Rede de Partilha em Cuidados de Saúde Primários

Luís Pisco

Vice-presidente da ARSLVT

Luís Pisco
Vice-presidente da ARSLVT

Por iniciativa da Associação Garcia de Orta (AGO), decorreu nos passados dias 8 e 9 de abril, no Instituto de Higiene e Medicina Tropical, um Seminário Internacional sob o lema “Um Roteiro para os Cuidados de Saúde Primários na Lusofonia: da Inovação e Qualidade às Redes de Partilha”.

Estiveram presentes representantes de Angola, Brasil, Cabo Verde, Moçambique, Portugal, São Tomé e Príncipe e Timor Leste.

A Direção da Associação Garcia de Orta e o seu Presidente, o Prof.
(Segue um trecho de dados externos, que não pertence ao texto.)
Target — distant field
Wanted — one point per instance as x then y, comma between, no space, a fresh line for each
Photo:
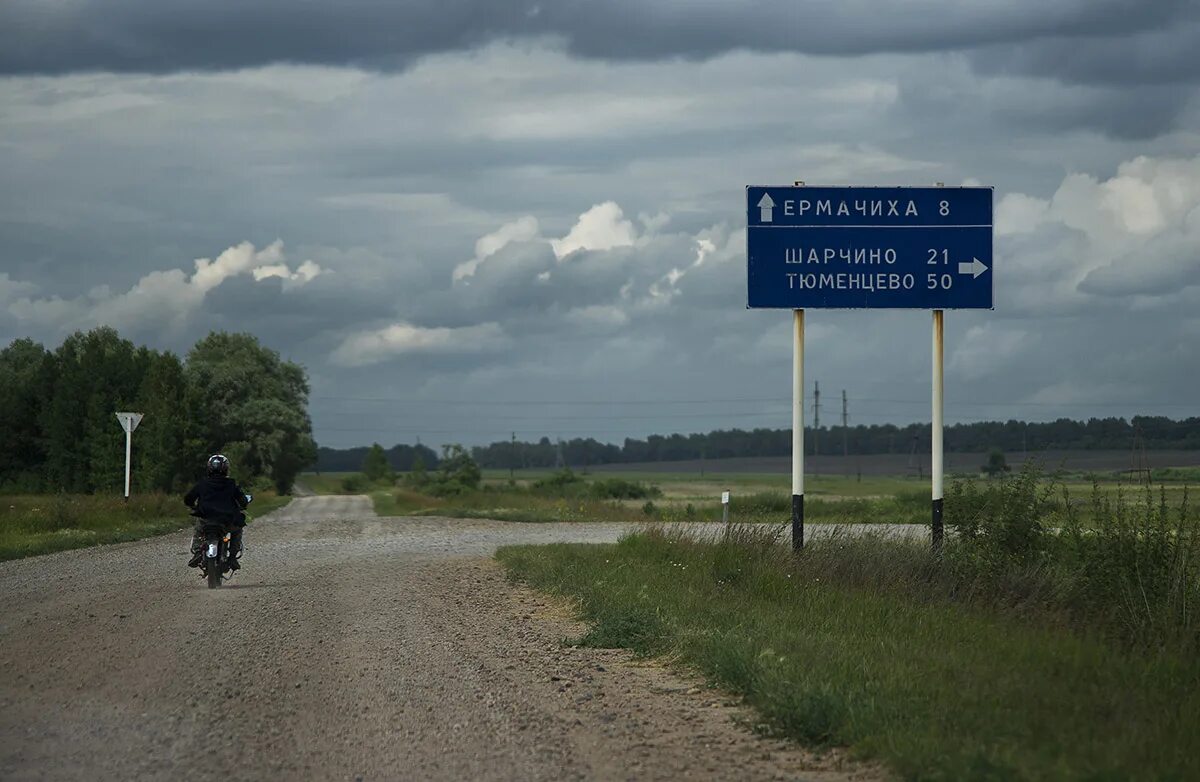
906,464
Luís Lapão, estão de parabéns por esta meritória iniciativa, pois, mais de 30 anos depois da Assembleia-Geral da OMS em Alma-Ata, onde houve uma participação muito ativa de vários Países Lusófonos, era importante que o caminho já trilhado pudesse ser partilhado e que sinergias para a cooperação possam ser criadas por uma rede de Cuidados de Saúde Primários de Países Lusófonos.

O Seminário teve um programa muito interessante, onde colaboraram, entre outros, a Dr.ª Maria de Belém Roseira e a Prof.ª Isabel Santos, mas destacaria particularmente a mesa onde foram apresentados os principais Avanços nos Cuidados de Saúde Primários nos Países da Lusofonia e a sessão de lançamento da Rede de Partilha em Cuidados de Saúde Primários.

Em relação à sessão de lançamento da Rede Lusófona de Cuidados de Saúde Primários – Partilhar Saúde, feita por Rui Cortes, membro da Direção da AGO, salientaria a revelação dos principais objetivos e áreas de atuação.

A AGO tem-se afirmado sobretudo na promoção dos cuidados de saúde primários nos Países Lusófonos e na Cooperação e Inovação na utilização dos sistemas de informação. No seu atual programa, tem como objetivo: Fazer Bem, Apostar na Inovação, Construir Relações para o Futuro. Os objetivos mais significativos desta Rede são:
   Edificar uma rede de partilha de conhecimento em saúde ao nível dos CSP;
   Alinhar com as estratégias e políticas dos países e de organizações como a CPLP;
   Assegurar a troca contínua de experiências e conhecimentos;
   Aumentar o conhecimento e a eficiência dos recursos humanos de saúde;
   Desenvolver projetos de investigação nas áreas prioritárias para cada país;
   Estimular a criação de documentos de informação sobre os CSP de cada país, criando uma base de dados Lusófona de CSP;
   Incentivar as sinergias entre os países;
   Desenvolver e, sempre que possível, implementar programas de desenvolvimento de competências nas áreas de atuação da AGO que vão de encontro às preocupações do Plano Estratégico de Cooperação em Saúde da CPLP.

Iniciar-se-á agora o levantamento das principais prioridades formativas e de investigação, assim como o levantamento de boas práticas de cada um dos países participantes na Rede. Para mais informações, e para acompanhamento do projeto, pode-se consultar www.ago.com.pt.

Esta iniciativa merece o maior sucesso e os seus promotores o nosso apoio e incentivo.